Cresce também a chamada logística reversa, para recolher tanto roupas usadas quanto embalagens de frascos e perfumes nas lojas Renner. É uma trilha percorrida também pela C&A, que se prepara para abrir capital em Bolsa no Brasil no próximo dia 28. O programa de recolhimento de roupas da C&A, chamado ReCiclo, já recolheu mais de 30 mil peças desde novembro de 2017, com pontos de coleta em lojas da varejista. Perto de 70% das roupas estavam em boas condições e foram encaminhadas à revenda, e a receita é encaminhada a projetos de educação para famílias de baixa renda.

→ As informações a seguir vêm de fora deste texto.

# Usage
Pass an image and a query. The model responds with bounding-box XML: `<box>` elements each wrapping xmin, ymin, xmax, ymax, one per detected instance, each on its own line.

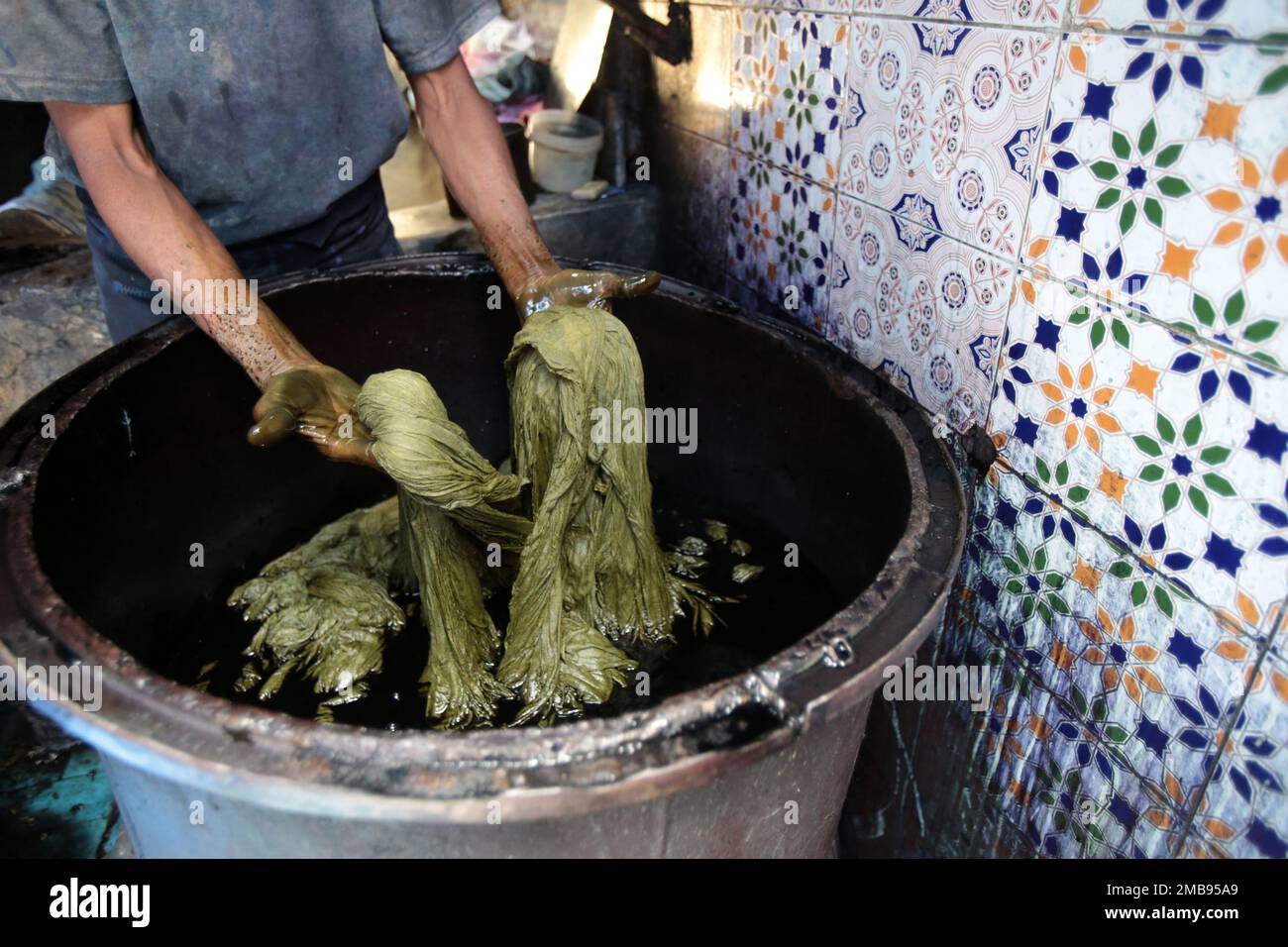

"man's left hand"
<box><xmin>515</xmin><ymin>269</ymin><xmax>662</xmax><ymax>318</ymax></box>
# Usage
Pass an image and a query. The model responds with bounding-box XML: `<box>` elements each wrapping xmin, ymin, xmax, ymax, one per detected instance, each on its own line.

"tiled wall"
<box><xmin>649</xmin><ymin>0</ymin><xmax>1288</xmax><ymax>857</ymax></box>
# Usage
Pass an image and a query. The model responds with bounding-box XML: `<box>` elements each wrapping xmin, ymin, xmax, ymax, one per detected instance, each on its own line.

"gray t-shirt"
<box><xmin>0</xmin><ymin>0</ymin><xmax>498</xmax><ymax>244</ymax></box>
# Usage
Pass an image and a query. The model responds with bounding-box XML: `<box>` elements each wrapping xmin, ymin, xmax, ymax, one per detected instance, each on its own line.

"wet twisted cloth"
<box><xmin>231</xmin><ymin>307</ymin><xmax>715</xmax><ymax>728</ymax></box>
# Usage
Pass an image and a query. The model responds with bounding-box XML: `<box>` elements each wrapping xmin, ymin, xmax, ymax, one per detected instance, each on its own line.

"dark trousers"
<box><xmin>76</xmin><ymin>174</ymin><xmax>399</xmax><ymax>342</ymax></box>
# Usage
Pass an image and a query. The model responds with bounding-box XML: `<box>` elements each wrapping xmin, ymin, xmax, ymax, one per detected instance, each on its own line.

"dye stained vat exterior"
<box><xmin>0</xmin><ymin>256</ymin><xmax>963</xmax><ymax>857</ymax></box>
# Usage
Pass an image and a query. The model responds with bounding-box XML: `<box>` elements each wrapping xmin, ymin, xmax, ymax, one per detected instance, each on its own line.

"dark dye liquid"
<box><xmin>159</xmin><ymin>493</ymin><xmax>842</xmax><ymax>730</ymax></box>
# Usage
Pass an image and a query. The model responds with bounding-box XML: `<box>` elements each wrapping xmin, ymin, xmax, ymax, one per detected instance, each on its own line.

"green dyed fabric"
<box><xmin>232</xmin><ymin>307</ymin><xmax>715</xmax><ymax>728</ymax></box>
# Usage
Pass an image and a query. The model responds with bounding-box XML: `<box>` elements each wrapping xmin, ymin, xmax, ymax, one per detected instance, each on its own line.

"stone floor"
<box><xmin>0</xmin><ymin>245</ymin><xmax>111</xmax><ymax>423</ymax></box>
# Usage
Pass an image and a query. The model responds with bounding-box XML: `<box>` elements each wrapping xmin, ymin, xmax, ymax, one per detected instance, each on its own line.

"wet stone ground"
<box><xmin>0</xmin><ymin>245</ymin><xmax>111</xmax><ymax>421</ymax></box>
<box><xmin>0</xmin><ymin>245</ymin><xmax>123</xmax><ymax>858</ymax></box>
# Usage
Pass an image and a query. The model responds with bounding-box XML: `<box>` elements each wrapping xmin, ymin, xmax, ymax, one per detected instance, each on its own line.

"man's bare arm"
<box><xmin>408</xmin><ymin>55</ymin><xmax>660</xmax><ymax>314</ymax></box>
<box><xmin>46</xmin><ymin>102</ymin><xmax>314</xmax><ymax>388</ymax></box>
<box><xmin>46</xmin><ymin>102</ymin><xmax>375</xmax><ymax>466</ymax></box>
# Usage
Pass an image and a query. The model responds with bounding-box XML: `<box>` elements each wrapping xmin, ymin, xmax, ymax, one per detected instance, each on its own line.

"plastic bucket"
<box><xmin>527</xmin><ymin>108</ymin><xmax>604</xmax><ymax>194</ymax></box>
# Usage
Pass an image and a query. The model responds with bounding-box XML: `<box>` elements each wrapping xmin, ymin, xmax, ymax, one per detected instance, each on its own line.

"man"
<box><xmin>0</xmin><ymin>0</ymin><xmax>657</xmax><ymax>464</ymax></box>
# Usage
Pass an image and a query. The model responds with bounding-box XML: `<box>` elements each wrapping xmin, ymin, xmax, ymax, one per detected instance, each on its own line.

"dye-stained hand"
<box><xmin>515</xmin><ymin>269</ymin><xmax>662</xmax><ymax>318</ymax></box>
<box><xmin>246</xmin><ymin>364</ymin><xmax>377</xmax><ymax>467</ymax></box>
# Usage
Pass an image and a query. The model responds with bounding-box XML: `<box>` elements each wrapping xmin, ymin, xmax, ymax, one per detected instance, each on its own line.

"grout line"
<box><xmin>691</xmin><ymin>0</ymin><xmax>1288</xmax><ymax>49</ymax></box>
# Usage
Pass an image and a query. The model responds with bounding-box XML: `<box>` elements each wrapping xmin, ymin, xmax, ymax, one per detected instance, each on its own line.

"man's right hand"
<box><xmin>246</xmin><ymin>362</ymin><xmax>378</xmax><ymax>467</ymax></box>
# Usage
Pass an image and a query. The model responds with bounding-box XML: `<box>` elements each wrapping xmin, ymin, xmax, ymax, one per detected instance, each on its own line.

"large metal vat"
<box><xmin>0</xmin><ymin>256</ymin><xmax>963</xmax><ymax>857</ymax></box>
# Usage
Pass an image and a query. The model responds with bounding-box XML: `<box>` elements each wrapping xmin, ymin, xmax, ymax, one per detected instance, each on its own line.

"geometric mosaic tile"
<box><xmin>1024</xmin><ymin>35</ymin><xmax>1288</xmax><ymax>368</ymax></box>
<box><xmin>1073</xmin><ymin>0</ymin><xmax>1288</xmax><ymax>39</ymax></box>
<box><xmin>731</xmin><ymin>10</ymin><xmax>850</xmax><ymax>184</ymax></box>
<box><xmin>825</xmin><ymin>194</ymin><xmax>1015</xmax><ymax>432</ymax></box>
<box><xmin>966</xmin><ymin>468</ymin><xmax>1258</xmax><ymax>850</ymax></box>
<box><xmin>1184</xmin><ymin>657</ymin><xmax>1288</xmax><ymax>858</ymax></box>
<box><xmin>854</xmin><ymin>0</ymin><xmax>1069</xmax><ymax>34</ymax></box>
<box><xmin>989</xmin><ymin>278</ymin><xmax>1288</xmax><ymax>634</ymax></box>
<box><xmin>726</xmin><ymin>146</ymin><xmax>836</xmax><ymax>330</ymax></box>
<box><xmin>838</xmin><ymin>17</ymin><xmax>1057</xmax><ymax>261</ymax></box>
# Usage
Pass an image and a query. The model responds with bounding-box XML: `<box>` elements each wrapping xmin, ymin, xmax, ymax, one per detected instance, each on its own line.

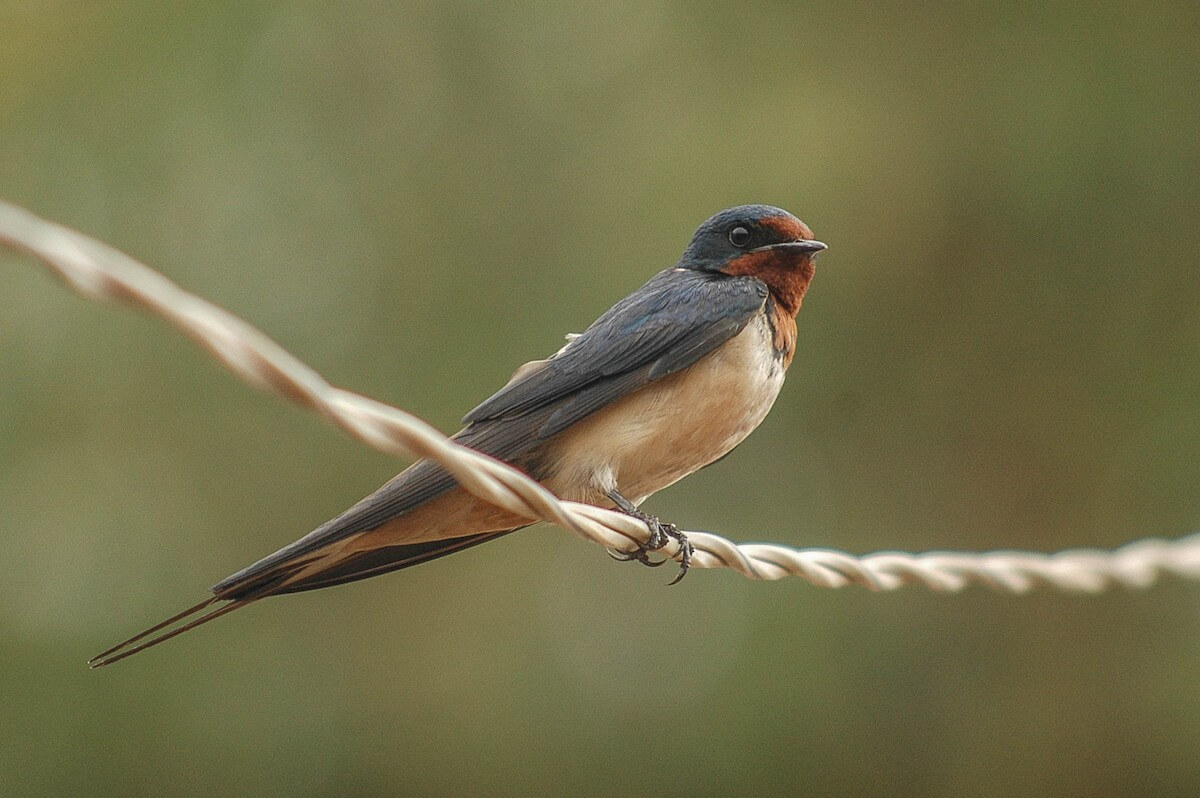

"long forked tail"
<box><xmin>88</xmin><ymin>595</ymin><xmax>260</xmax><ymax>668</ymax></box>
<box><xmin>88</xmin><ymin>529</ymin><xmax>514</xmax><ymax>668</ymax></box>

Episódios negativos podem, ao mesmo tempo, causar dano à marca e forçar transformações. Exemplo disso foi o anúncio feito pela grife de luxo Burberry, em setembro do ano passado, de que deixaria de incinerar mercadorias não vendidas e de usar pele de animais. A decisão veio meses depois de um relatório financeiro mostrar que, em 2017, a companhia havia queimado o equivalente a 28,6 milhões de libras em roupas, perfumes e acessórios não comercializados. A justificativa para isso? Evitar que as mercadorias fossem roubadas ou vendidas por um preço baixo demais.

O estoque excedente na indústria da moda — em média, 30% nas coleções — se tornou polêmico. Não só ele, mas a produção crescente e descartável de vestuário, uma bomba-relógio para o meio ambiente.

A cada segundo, em todo o mundo, o equivalente a um caminhão de lixo lotado de roupas é descartado num aterro ou incinerado, diz uma pesquisa do fim de 2017 da Fundação Ellen MacArthur, que reúne grandes conglomerados de setores estratégicos para promover a economia circular. Isso representa uma perda de US$ 500 bilhões por ano com vestuário praticamente não usado e dificilmente reciclável. Se nada for feito, alerta o relatório, a indústria têxtil, sozinha, vai engolir 25% da meta de emissão de carbono global até 2050.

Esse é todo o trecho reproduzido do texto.